Hi Brenton,

On 02/10/2012 11:39 AM, brenton strine wrote:
Regarding the an input with type in the "number" state, the spec states
that the "pattern" attribute "must not be specified and do[es] not
apply<http://dev.w3.org/html5/spec/common-input-element-attributes.html#do-not-apply>
to
the element". (
http://dev.w3.org/html5/spec/states-of-the-type-attribute.html#number-state-type-number
)

Why is it specifically blocked? Doesn't that encourage the use of a less
semantic "text" input type for numbers that need to be validated beyond
simple max and min?

What if you want the number to be either 13 or 16 digits long, as with a
credit card

pattern="(\d{5}([\-]\d{4})?)"

or you want a US ZIP or ZP4 code which can either be nnnnn or nnnnn-nnnn

pattern="(\d{5}([\-]\d{4})?)"

To get the pattern to validate, I have to (non-semantically) change the
input to the text state? I much prefer the current behavior of Firefox
(tested 9 and 10) which does validate the pattern.

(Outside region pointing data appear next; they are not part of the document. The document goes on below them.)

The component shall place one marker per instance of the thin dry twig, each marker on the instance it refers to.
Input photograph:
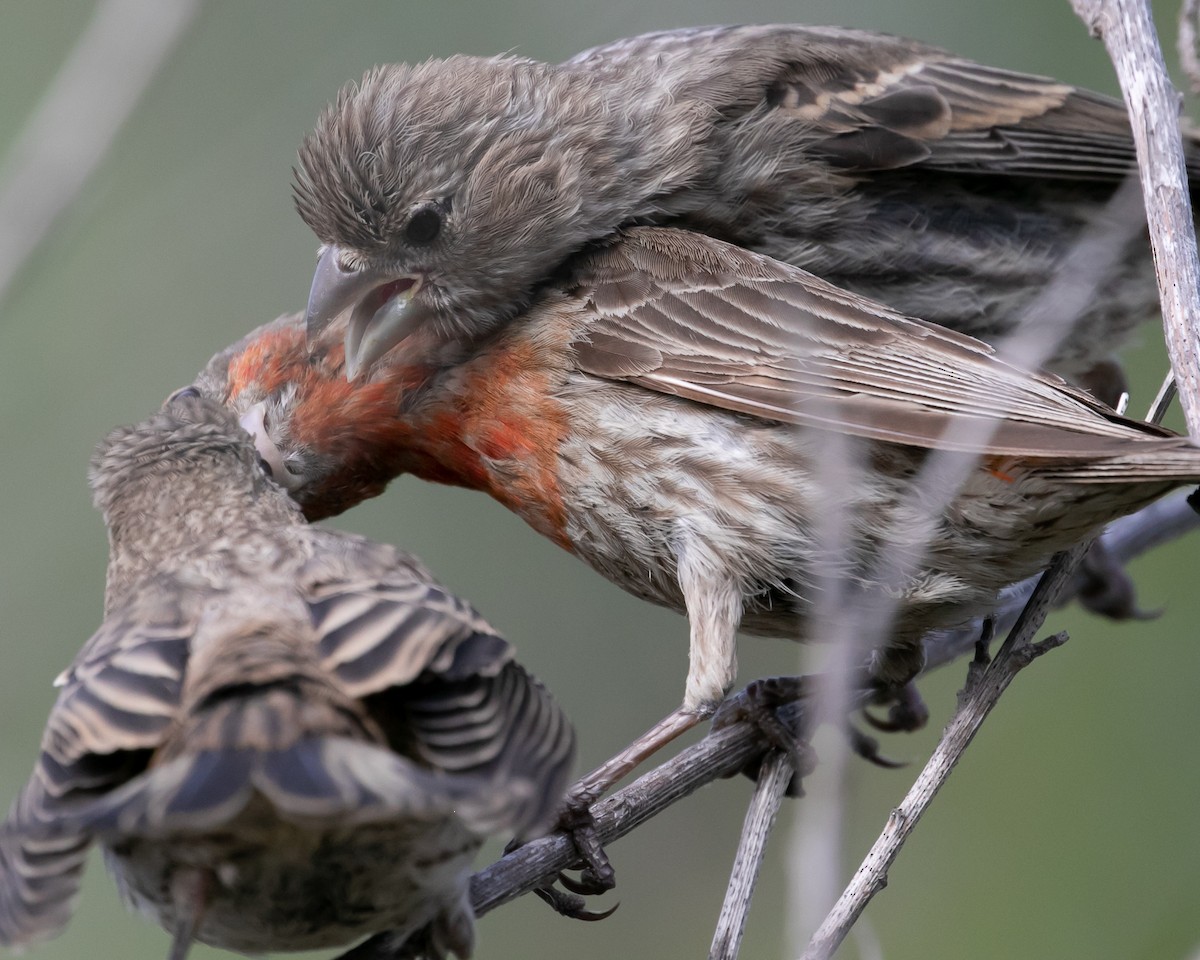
(1127, 29)
(982, 693)
(725, 751)
(71, 131)
(773, 779)
(1187, 42)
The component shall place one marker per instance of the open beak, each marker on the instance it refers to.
(253, 421)
(383, 311)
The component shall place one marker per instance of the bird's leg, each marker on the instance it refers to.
(714, 610)
(190, 889)
(760, 705)
(1107, 588)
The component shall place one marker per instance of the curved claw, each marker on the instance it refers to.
(569, 905)
(587, 883)
(881, 724)
(868, 748)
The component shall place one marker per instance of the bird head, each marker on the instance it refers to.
(328, 441)
(191, 453)
(444, 193)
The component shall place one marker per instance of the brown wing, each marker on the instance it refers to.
(685, 315)
(118, 700)
(871, 102)
(439, 677)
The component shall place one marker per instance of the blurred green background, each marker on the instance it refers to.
(1071, 828)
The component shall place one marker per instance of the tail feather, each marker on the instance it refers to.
(40, 875)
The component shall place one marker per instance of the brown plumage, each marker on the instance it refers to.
(283, 737)
(449, 193)
(660, 412)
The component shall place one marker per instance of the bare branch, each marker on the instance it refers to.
(1127, 29)
(773, 779)
(73, 127)
(978, 697)
(1187, 42)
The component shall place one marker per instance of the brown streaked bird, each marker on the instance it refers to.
(449, 193)
(659, 412)
(285, 738)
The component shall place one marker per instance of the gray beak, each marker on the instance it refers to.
(383, 311)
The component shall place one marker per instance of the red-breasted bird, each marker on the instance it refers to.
(660, 411)
(449, 193)
(282, 737)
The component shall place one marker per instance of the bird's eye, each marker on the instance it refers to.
(424, 226)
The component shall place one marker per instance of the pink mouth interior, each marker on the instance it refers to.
(382, 294)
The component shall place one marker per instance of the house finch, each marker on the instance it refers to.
(646, 414)
(448, 195)
(285, 738)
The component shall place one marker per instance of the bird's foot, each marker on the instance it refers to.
(1107, 589)
(906, 709)
(774, 706)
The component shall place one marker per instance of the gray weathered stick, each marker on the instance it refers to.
(1127, 29)
(773, 778)
(725, 751)
(982, 693)
(72, 129)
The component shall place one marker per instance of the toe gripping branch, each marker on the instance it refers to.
(781, 708)
(597, 875)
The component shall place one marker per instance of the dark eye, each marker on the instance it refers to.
(424, 226)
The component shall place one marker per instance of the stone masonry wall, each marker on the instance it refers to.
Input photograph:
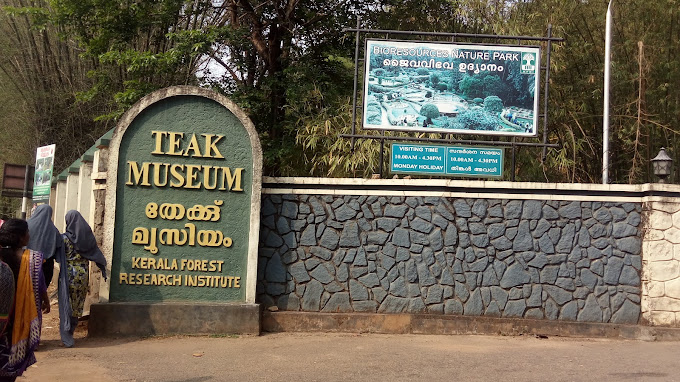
(556, 260)
(661, 276)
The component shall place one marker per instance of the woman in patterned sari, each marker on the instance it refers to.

Using input type=number for those cases is wrong. You would not use a credit card number or a ZIP code in calculations. (In fact, in the United Kingdom, post codes contain letters.)

input type=number is meant to be used for numbers, rather than for strings that happen to contain mostly numbers. The specification does indeed require a *more* semantically correct input type=text for those cases.

The reason that Firefox validates the pattern is that it currently does not implement input type=number (patches welcome). Instead, it implements the fallback behaviour defined in the specification, i.e., treat unknown 'type' values as 'text'—which causes the pattern attribute to apply. Using input type=number pattern=... will break as soon as Firefox correctly implements the feature.